Crossing guard program at PES to be rolled out

Students at Ponoka Elementary School (PES) are ready to roll out following their AMA School Safety Patrol training.

Students at Ponoka Elementary School learn how the AMA School Safety Patrol program works. Students will begin patrolling during parent pick up and drop off times by the end of January.

Students at Ponoka Elementary School learn how the AMA School Safety Patrol program works. Students will begin patrolling during parent pick up and drop off times by the end of January.

Students at Ponoka Elementary School (PES) are ready to roll out following their AMA School Safety Patrol training.

Twenty-three Grade 6 students volunteered for the program and were trained Jan. 16 by Darcy Baron, regional co-ordinator of the AMA School Safety Patrol, who was contacted by a member of the PES parent council with a request to conduct the training.

“It came to my attention that there are a lot of needs here at the school and I think it’s going to be ongoing because of the transitioning from one school to another.”

Due to an increase in the number of students at PES with the addition of Grade 6 to the school, there has been an issue of safety when parents drop off and pick up their children.
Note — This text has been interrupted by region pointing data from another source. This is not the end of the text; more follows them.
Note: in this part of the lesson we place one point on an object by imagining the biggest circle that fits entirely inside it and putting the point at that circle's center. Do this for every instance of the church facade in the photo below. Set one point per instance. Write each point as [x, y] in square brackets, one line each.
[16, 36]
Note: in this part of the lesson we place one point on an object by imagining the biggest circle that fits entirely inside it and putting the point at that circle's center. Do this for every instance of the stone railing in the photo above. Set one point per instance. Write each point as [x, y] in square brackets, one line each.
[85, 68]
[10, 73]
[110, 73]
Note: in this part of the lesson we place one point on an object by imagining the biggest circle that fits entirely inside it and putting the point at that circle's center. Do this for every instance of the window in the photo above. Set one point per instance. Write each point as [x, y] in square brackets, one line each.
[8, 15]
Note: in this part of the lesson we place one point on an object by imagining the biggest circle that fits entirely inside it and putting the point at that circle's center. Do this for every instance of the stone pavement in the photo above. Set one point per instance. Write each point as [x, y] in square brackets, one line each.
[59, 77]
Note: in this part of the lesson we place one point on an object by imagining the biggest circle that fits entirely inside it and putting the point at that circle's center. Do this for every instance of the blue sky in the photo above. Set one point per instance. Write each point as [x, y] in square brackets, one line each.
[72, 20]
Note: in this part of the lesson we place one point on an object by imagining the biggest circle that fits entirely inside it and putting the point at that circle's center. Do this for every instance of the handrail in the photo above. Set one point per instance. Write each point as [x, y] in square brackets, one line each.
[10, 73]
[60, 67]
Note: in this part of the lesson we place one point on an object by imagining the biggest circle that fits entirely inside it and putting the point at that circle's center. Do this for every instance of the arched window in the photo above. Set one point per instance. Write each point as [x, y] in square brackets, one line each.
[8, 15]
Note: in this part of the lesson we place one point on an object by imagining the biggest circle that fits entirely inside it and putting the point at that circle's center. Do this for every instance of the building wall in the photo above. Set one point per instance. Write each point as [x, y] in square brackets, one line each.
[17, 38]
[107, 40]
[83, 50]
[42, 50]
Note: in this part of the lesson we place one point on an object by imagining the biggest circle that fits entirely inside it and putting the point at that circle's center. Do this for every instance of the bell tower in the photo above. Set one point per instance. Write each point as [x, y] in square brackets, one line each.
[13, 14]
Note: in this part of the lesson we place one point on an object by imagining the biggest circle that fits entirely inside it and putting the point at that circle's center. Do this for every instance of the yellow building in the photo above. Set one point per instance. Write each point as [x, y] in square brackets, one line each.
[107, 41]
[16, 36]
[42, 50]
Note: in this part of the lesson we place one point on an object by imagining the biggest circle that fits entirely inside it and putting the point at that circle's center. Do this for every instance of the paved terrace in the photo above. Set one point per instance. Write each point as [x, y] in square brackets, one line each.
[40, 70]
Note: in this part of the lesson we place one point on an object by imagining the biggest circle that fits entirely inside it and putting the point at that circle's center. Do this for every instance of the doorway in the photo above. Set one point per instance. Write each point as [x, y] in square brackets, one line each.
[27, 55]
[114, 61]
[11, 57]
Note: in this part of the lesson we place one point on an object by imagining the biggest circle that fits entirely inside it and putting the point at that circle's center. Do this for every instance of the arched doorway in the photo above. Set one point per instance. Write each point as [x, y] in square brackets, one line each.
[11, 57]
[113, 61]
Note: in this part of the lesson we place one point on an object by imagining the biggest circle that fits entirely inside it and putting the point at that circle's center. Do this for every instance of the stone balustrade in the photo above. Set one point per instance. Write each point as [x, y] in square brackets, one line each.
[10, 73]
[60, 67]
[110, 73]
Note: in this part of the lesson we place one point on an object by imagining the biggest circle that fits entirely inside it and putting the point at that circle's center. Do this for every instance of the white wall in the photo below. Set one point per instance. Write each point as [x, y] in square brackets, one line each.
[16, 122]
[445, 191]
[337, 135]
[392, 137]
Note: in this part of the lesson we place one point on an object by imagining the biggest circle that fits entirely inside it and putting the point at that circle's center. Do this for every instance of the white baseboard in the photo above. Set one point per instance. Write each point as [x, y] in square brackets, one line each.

Members of the parent council sent complaints to the RCMP and contacted Baron for assistance.

Baron feels the program is a benefit to students who rely on crosswalks to get to school. One connects to the brick building and another to the pink building and while the former has a crosswalk sign, the latter does not.

The goal is to continue using the program, said Baron, but needs must be re-evaluated when students move into the Diamond Willow Middle School building in the fall. She said patrollers’ job is to monitor the road and motorists and help students cross when it is safe.

“We’re actually piloting a new procedure in Ponoka. It’s still called Point, Pause and Proceed, which it always has been, but we’re reducing the steps and we’re changing things to make it a little more smooth flowing,” explained Baron.

She feels the new program is easier to remember and safer. Patrollers will point to pedestrians until it is time to cross, their left arm will hold the stop sign to make motorists aware that someone needs to cross and when a vehicle stops, students can cross.

“Patrollers never make the assumption that the drivers are going to stop. They have to follow protocol and procedure and make sure drivers come to a full stop,” she added.

“I think it’s very effective in many schools,” said Baron.

Vice-principal Nicole Rawlinson is excited to see strong leadership from students. She feels they want to show support for their school and this is one way to do that. There is no cost to PES as AMA pays for the program and provides training, safety vests, stop signs and other materials. She expects to begin by the end of January once scheduling and final training is complete.

“It will be 15 minutes before school and 15 minutes after school,” explained Rawlinson.

To ensure the program does well, principal Lois Spate and Rawlinson will work with students. Rawlinson plans to bring Grade 4 students to a training session in the spring to prepare them for the next school year.

At the end of May AMA hosts a day out for patrollers in the region to show their appreciation of the extra work students make. They will go swimming and safety personnel and RCMP members will provide a barbecue to students.

Patrollers will monitor both crosswalks in teams of two every morning and afternoon.

AMA’s School Safety Patrol program is in its 76th year.